Here’s the situation. The California ISO (CAISO) experienced negative power prices during the solar day, and curtailed renewable energy this spring, during daytime hours when solar production is high. This is not unexpected, it’s just happening faster than people thought it would. (The pace of solar deployment has already reached levels anticipated for 2020.)  As a result of lower spring loads, high levels of spring hydro production, and higher-than-typical wind production, some central station solar and wind projects were curtailed. The curtailment amounted to about five percent of renewable energy production.

The graph below shows hourly day-ahead prices for the second Sunday in April for 2012 and 2017. Sunday is a day with low customer loads, but the sun does not take weekends off. With about 12,000 MW of solar added to the CAISO resource mix since 2012, the results are dramatic, but expected.

SP15 Day-Ahead Prices

Source: Energy Institute at Haas 

Here’s a graphic of how the CAISO met its loads during this same day.

Hourly average breakdown of total production by resource type

Source: Energy Institute at Haas 

The graphic above, however, shows that the nuclear units at Diablo Canyon were running during the negative-price hours. My guess is that some of the “imports” that continued through the negative-price hours were coming from the Palo Verde nuclear units.
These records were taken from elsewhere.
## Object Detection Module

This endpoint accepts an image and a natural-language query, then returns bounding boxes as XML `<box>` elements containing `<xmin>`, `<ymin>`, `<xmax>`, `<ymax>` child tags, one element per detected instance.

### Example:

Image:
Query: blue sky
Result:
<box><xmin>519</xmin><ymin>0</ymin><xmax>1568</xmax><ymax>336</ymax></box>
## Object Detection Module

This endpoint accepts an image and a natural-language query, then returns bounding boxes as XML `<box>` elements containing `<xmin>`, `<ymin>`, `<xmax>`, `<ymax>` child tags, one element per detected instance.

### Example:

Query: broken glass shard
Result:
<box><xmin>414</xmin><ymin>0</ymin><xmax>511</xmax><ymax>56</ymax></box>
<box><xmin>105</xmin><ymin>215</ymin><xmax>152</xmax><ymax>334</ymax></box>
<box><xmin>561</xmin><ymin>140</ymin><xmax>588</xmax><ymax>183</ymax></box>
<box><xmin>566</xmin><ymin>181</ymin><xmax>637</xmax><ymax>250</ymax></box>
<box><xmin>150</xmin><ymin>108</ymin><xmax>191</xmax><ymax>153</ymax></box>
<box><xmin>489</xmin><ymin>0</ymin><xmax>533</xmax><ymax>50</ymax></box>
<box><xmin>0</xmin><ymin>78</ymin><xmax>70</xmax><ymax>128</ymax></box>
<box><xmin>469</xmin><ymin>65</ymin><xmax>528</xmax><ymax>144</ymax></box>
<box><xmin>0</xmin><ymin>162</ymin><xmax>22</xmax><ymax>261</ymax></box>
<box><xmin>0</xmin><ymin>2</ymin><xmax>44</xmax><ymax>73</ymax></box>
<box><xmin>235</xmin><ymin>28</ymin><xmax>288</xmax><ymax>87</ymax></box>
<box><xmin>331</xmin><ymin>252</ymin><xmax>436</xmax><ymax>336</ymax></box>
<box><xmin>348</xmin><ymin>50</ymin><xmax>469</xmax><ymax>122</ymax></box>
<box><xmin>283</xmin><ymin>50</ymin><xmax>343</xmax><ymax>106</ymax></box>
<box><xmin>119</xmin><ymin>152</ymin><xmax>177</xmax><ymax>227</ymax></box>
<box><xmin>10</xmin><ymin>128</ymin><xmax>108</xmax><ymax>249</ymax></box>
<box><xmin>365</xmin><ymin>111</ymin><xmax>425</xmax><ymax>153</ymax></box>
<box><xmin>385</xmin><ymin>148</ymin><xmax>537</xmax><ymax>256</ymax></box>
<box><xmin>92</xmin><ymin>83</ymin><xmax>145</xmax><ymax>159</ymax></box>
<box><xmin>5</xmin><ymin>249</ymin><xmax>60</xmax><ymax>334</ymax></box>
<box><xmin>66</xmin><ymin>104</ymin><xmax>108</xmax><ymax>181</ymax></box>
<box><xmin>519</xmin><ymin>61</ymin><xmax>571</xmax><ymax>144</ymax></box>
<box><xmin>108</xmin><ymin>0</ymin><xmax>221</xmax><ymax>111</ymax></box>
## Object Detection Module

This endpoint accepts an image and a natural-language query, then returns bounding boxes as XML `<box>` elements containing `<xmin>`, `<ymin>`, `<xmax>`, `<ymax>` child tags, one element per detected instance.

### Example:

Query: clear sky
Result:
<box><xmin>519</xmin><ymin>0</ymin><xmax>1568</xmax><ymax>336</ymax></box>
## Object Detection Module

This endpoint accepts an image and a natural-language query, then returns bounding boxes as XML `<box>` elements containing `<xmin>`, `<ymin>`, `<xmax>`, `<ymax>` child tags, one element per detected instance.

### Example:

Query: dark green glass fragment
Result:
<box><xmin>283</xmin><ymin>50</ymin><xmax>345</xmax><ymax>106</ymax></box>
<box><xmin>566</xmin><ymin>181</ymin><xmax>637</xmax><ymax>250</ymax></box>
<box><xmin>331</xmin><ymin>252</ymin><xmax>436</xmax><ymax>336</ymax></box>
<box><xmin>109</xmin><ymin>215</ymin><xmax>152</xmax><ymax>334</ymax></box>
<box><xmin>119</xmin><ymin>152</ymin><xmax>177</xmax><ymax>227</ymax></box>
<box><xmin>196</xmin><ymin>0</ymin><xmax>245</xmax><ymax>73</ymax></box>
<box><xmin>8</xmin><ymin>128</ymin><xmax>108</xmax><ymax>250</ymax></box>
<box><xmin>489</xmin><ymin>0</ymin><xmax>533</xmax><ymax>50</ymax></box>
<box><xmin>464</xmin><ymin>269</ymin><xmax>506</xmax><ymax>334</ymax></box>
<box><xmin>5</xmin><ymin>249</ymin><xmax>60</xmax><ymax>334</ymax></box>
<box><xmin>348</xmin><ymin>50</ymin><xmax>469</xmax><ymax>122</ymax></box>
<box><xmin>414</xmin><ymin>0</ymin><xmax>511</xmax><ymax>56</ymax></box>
The Bonneville Power Administration periodically requests that the Columbia Generating Station reduce output for economic dispatch, even during times when refueling is not needed. No point in burning up nuclear fuel to produce negative-value power (existing nuclear units generally cannot be ramped up and down on an hourly basis, although there are new designs that might be able to).

Could these Diablo and Palo Verde units also have been taken down for a few weeks? Almost certainly the economic (and environmental) question is whether that would be needed (or if the hydro system could provide the needed flexibility), and, if so, whether it makes economic sense to do so. This is not a trivial question.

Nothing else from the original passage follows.